Hydra is the name of a new sidechain solution. This one is quite exciting, and it could come out sooner than expected. It's a layer-2 scaling solution that seeks to increase Cardano network throughput while lowering latency at a low cost. 


Isomorphic state channels are the idea that allows this to happen. Hydra heads are siblings of the ledger that have native assets, NFTs, protocols, and supported transaction speeds of 1000 per second.

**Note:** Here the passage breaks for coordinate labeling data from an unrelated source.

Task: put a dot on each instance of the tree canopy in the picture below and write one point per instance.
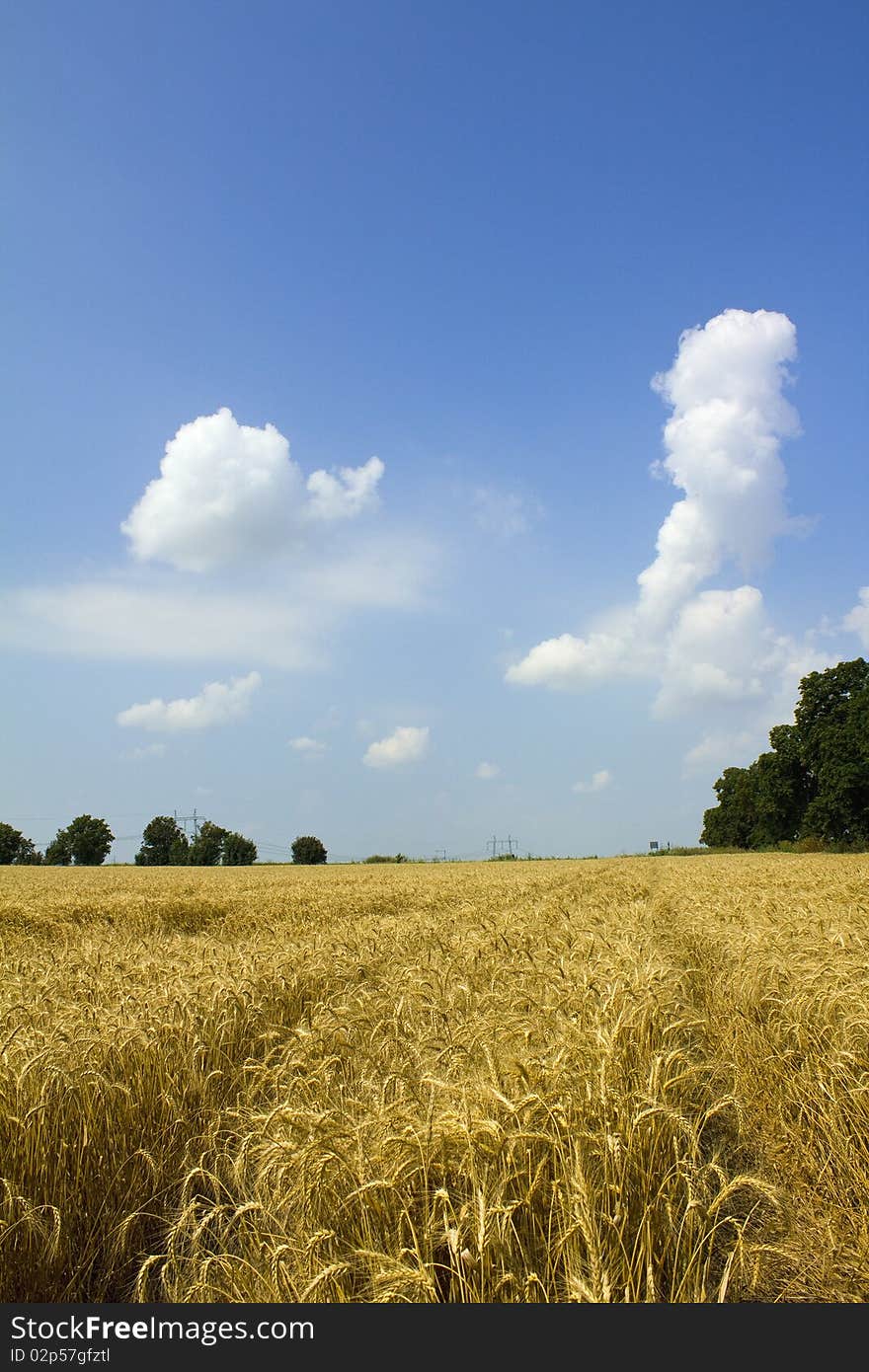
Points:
(15, 848)
(815, 784)
(85, 841)
(164, 844)
(308, 850)
(239, 851)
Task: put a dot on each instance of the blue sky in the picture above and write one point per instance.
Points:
(383, 288)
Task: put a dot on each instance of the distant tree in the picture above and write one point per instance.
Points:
(59, 852)
(308, 850)
(732, 820)
(15, 848)
(815, 784)
(90, 840)
(207, 845)
(832, 730)
(164, 844)
(239, 851)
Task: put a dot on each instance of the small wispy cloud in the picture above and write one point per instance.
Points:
(598, 782)
(306, 745)
(503, 513)
(215, 704)
(857, 619)
(137, 755)
(405, 745)
(488, 770)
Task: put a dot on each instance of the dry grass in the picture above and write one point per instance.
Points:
(623, 1080)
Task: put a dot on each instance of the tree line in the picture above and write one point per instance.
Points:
(87, 840)
(813, 784)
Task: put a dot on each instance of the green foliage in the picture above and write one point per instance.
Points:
(239, 851)
(815, 784)
(206, 848)
(164, 844)
(90, 840)
(85, 841)
(59, 852)
(308, 851)
(15, 848)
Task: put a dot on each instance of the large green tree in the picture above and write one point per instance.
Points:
(815, 782)
(15, 848)
(308, 850)
(90, 840)
(832, 727)
(164, 844)
(239, 851)
(206, 848)
(59, 852)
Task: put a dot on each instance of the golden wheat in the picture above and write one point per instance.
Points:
(623, 1080)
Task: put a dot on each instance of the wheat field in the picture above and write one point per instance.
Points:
(611, 1080)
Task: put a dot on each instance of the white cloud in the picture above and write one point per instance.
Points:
(722, 749)
(348, 495)
(308, 745)
(488, 770)
(857, 619)
(137, 755)
(405, 745)
(276, 625)
(215, 704)
(502, 513)
(598, 782)
(229, 493)
(115, 620)
(704, 648)
(567, 661)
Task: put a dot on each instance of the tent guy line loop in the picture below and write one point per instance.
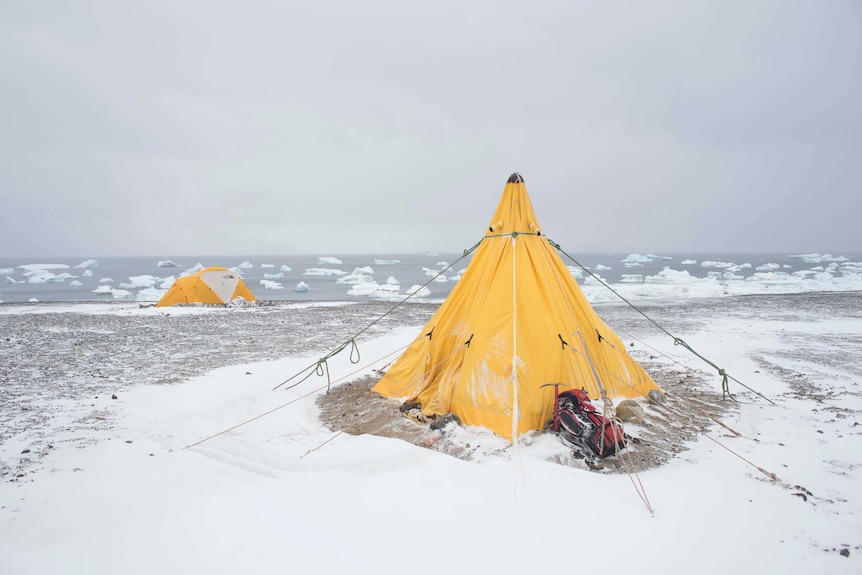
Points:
(725, 390)
(294, 400)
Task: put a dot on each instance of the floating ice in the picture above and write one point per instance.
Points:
(818, 258)
(150, 294)
(138, 282)
(44, 276)
(38, 267)
(363, 289)
(419, 291)
(324, 272)
(359, 276)
(115, 293)
(644, 258)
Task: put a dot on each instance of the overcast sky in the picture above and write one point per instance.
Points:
(214, 127)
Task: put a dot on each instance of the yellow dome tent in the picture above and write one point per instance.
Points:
(516, 320)
(212, 286)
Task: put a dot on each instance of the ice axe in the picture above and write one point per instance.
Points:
(556, 404)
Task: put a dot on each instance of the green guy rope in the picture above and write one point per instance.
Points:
(725, 389)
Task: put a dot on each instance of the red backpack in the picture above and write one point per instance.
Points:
(579, 425)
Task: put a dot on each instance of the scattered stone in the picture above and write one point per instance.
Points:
(630, 411)
(444, 420)
(657, 396)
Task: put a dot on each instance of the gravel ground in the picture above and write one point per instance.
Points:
(59, 369)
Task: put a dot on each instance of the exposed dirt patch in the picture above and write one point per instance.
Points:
(689, 410)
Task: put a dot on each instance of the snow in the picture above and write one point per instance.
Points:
(163, 486)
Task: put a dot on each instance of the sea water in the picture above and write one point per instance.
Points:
(19, 284)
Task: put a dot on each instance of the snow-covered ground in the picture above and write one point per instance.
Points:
(150, 440)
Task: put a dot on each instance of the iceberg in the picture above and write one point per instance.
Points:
(419, 291)
(324, 272)
(138, 282)
(363, 289)
(150, 294)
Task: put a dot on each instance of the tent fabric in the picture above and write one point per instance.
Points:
(212, 286)
(516, 320)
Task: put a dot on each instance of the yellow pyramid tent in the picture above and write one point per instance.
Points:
(516, 320)
(209, 286)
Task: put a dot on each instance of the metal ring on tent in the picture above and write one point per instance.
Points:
(354, 348)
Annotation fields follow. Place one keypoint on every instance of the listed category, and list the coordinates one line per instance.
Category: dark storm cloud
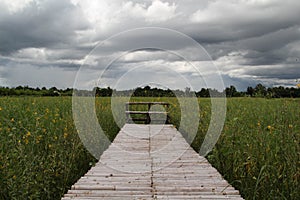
(44, 24)
(249, 40)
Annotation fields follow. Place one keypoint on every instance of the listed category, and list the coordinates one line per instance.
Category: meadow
(41, 155)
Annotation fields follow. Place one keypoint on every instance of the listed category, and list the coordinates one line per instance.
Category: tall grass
(41, 155)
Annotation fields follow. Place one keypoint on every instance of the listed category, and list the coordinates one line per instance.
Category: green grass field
(41, 154)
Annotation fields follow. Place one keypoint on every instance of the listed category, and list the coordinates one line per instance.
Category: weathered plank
(151, 162)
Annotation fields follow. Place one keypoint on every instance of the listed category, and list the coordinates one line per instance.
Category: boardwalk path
(151, 162)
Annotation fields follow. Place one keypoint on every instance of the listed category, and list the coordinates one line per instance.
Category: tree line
(258, 91)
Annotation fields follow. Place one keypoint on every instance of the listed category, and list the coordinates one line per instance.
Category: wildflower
(26, 141)
(28, 134)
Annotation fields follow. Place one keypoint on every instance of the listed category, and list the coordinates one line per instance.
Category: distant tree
(231, 91)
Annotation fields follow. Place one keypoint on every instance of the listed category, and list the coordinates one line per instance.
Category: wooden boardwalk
(151, 162)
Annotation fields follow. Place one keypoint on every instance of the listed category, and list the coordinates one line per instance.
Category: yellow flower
(26, 141)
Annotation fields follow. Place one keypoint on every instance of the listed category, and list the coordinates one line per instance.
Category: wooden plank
(151, 162)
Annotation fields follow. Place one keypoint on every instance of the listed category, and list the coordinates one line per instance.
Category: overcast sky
(47, 42)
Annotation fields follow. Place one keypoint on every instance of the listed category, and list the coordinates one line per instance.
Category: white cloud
(14, 6)
(160, 11)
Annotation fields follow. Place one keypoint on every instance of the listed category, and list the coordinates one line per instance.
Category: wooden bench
(146, 113)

So, if Hydra grows to be a 1000-headed monster, we could witness 1 million transactions per second one day.




Bottomline


Now, I believe a lot of people like Cardano because of its philosophy, which is to try to do things correctly the first time, and it's quite evident that they aren't in a rush to beat all other projects to the punch, which is a strategy that will only reveal its rewards over time. 

In any case, this is still an exciting time for the ecosystem and crypto in general, and it's crucial to remember that we're still in the early stages. Even in a few months, a lot may happen. At this moment, the only things we can be certain of are uncertainty and excitement. There will be a lot that happens, and we will see a lot of it.